Tamia, an administrative assistant, receptionist and file clerk in a Wilmington law firm, remarks that the Child Care Center and its affordable sliding-scale fees helped make it possible for her to work outside the home. “With Bryson in a safe place all day, I was free from worry about him,” notes Tamia. “And I always felt confident that his teachers would promptly address with me any concerns they had about Bryson.” She proudly adds that in September 2010, Bryson entered kindergarten at the Thomas Edison Charter School, where he has an older brother too.

At peace that her sons are on the right educational track, Tamia has begun a new venture of her own. She is pursuing a certificate in art and design at night school while her mother cares for the boys. “I hope to work in an art museum someday and learn how to run it,” she says.

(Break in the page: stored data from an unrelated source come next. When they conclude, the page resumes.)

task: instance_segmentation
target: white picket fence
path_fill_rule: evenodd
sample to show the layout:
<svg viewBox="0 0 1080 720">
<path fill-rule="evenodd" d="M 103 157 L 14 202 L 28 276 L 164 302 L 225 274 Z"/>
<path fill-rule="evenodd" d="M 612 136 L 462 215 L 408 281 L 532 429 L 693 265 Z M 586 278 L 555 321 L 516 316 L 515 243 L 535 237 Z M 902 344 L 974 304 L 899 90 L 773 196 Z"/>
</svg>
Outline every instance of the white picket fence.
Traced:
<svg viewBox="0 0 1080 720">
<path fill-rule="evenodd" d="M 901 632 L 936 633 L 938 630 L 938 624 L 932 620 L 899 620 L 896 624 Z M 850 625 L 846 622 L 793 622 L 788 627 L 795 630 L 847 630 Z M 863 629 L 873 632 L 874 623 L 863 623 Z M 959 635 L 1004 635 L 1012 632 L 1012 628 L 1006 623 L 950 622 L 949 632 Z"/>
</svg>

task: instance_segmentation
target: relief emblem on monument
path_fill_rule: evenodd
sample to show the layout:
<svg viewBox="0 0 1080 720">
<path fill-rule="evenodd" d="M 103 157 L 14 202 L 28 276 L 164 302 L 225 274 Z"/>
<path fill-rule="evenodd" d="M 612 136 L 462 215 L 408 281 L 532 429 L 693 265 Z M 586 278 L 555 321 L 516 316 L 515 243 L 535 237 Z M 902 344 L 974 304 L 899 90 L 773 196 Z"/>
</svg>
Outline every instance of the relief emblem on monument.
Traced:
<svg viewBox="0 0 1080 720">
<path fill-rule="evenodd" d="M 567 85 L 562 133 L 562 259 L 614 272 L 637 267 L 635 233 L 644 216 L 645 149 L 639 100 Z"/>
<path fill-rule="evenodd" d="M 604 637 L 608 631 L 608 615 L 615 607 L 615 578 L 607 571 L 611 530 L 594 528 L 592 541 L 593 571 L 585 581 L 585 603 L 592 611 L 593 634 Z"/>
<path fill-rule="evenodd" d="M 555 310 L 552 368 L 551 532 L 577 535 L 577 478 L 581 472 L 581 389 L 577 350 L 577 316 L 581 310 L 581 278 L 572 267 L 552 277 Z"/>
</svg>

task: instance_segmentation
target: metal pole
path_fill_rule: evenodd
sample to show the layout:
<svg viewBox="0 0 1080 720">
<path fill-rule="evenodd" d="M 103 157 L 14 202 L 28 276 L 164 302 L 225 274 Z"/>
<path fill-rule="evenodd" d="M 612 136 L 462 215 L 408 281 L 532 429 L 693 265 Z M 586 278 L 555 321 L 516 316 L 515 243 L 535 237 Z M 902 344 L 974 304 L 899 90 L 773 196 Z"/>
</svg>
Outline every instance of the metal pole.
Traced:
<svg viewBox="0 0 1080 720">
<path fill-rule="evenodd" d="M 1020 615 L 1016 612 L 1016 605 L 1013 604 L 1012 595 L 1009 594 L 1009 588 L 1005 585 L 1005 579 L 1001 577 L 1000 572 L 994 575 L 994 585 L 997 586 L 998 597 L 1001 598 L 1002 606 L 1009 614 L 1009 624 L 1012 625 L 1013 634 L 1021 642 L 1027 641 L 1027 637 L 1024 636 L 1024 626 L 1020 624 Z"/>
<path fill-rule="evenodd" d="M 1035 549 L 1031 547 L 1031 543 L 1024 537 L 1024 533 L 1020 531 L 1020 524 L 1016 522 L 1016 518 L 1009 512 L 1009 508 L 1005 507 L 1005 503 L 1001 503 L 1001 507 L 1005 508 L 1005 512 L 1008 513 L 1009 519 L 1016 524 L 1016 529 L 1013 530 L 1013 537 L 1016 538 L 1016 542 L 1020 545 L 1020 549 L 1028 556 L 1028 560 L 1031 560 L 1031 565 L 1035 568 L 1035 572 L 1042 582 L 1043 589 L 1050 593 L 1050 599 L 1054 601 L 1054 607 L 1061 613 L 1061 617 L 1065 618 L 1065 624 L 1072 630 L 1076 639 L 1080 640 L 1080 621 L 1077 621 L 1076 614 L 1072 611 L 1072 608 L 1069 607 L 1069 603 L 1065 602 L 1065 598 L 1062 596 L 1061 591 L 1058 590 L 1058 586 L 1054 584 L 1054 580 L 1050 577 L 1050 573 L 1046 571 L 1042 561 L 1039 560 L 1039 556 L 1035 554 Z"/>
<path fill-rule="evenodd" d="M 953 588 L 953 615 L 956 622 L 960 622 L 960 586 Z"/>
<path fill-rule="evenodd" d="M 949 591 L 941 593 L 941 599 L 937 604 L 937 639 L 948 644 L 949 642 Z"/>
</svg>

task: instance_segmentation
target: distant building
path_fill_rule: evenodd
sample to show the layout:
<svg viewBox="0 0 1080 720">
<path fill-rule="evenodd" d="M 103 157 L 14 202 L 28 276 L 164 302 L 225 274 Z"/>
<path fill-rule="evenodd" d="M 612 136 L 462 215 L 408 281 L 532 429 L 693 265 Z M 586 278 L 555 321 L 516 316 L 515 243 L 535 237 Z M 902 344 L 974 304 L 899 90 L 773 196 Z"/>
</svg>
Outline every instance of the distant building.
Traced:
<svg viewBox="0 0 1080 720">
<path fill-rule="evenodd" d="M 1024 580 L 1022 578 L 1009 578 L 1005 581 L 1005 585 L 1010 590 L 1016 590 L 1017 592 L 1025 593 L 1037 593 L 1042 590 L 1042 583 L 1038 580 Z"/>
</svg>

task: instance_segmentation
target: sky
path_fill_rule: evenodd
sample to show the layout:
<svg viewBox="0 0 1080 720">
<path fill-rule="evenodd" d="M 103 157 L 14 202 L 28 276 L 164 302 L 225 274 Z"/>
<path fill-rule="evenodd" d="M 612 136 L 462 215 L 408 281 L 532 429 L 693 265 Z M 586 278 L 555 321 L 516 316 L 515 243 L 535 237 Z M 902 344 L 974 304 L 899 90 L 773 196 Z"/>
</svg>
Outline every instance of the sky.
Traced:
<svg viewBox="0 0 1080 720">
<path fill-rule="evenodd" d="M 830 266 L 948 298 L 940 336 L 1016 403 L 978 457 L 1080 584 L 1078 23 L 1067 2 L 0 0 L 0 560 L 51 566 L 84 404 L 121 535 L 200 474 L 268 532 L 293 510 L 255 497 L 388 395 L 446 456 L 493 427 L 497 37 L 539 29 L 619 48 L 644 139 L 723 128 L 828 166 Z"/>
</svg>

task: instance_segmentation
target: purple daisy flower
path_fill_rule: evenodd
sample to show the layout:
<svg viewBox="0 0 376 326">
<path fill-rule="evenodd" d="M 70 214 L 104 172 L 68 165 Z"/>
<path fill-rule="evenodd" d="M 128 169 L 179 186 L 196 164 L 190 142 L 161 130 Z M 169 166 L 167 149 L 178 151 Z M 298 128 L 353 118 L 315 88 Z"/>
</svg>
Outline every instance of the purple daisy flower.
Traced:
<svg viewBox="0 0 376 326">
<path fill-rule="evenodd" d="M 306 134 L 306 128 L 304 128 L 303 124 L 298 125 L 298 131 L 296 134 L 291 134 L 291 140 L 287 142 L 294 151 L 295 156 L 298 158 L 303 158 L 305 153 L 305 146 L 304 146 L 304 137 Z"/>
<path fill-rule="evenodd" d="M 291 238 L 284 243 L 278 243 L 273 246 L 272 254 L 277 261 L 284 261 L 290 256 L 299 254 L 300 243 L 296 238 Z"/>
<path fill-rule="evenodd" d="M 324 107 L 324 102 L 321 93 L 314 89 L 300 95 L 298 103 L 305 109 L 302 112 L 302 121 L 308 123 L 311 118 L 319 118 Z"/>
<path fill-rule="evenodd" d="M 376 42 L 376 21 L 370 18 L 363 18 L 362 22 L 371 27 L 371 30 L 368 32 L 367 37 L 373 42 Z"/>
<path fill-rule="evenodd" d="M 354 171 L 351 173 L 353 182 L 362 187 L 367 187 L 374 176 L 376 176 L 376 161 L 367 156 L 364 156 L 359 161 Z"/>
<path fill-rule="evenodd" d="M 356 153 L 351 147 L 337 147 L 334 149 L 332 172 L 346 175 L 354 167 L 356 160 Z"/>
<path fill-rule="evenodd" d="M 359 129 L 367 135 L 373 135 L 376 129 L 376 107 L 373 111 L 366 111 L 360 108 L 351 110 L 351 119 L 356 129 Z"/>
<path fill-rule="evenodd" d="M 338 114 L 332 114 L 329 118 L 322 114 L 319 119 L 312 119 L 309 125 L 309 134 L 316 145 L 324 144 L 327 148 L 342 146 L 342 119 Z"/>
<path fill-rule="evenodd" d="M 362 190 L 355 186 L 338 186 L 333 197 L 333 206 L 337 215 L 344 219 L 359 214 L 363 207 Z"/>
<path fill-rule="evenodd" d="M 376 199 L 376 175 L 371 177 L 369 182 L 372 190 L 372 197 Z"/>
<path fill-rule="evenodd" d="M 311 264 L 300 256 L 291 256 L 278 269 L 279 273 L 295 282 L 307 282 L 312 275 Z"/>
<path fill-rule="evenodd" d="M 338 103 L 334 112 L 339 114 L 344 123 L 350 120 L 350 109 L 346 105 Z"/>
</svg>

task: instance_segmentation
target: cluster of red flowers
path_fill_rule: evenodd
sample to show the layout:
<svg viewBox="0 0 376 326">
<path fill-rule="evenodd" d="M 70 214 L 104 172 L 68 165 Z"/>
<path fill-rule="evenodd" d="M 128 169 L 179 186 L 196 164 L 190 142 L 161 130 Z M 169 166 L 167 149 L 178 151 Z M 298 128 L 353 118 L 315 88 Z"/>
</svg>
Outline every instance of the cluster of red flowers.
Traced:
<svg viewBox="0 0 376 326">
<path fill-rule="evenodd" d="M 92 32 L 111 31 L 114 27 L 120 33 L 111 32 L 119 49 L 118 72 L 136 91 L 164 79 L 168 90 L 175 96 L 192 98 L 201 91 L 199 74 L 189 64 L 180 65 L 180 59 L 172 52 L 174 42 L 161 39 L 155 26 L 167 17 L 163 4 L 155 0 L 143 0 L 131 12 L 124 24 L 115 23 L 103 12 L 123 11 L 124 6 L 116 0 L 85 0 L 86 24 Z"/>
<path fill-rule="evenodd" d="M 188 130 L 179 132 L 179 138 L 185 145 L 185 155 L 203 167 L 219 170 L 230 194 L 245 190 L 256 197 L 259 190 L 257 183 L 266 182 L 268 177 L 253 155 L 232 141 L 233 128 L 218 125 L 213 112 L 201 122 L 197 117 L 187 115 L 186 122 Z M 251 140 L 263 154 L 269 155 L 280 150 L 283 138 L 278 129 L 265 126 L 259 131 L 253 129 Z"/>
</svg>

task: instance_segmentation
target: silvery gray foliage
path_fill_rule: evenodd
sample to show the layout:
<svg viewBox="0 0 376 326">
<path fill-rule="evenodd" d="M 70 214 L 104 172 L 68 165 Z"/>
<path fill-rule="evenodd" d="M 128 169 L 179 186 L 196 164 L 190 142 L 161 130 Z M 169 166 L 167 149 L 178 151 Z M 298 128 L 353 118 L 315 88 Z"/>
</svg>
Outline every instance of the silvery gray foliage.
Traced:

Tamia’s journey toward self-sufficiency continues. Next, she plans to move from her mother’s home and live with the boys in her own apartment. Bryson’s former teacher’s assistant, Yolanda Miller, also a former case manager, is providing the moral support and practical assistance to help Tamia reach that goal. “Yolanda has also shown me how to budget my money. I’m now better with my finances and I’m finally saving.”

“It’s not easy to become independent. I’m still struggling,” she smiles. “But, like my sons, I’m on my way!”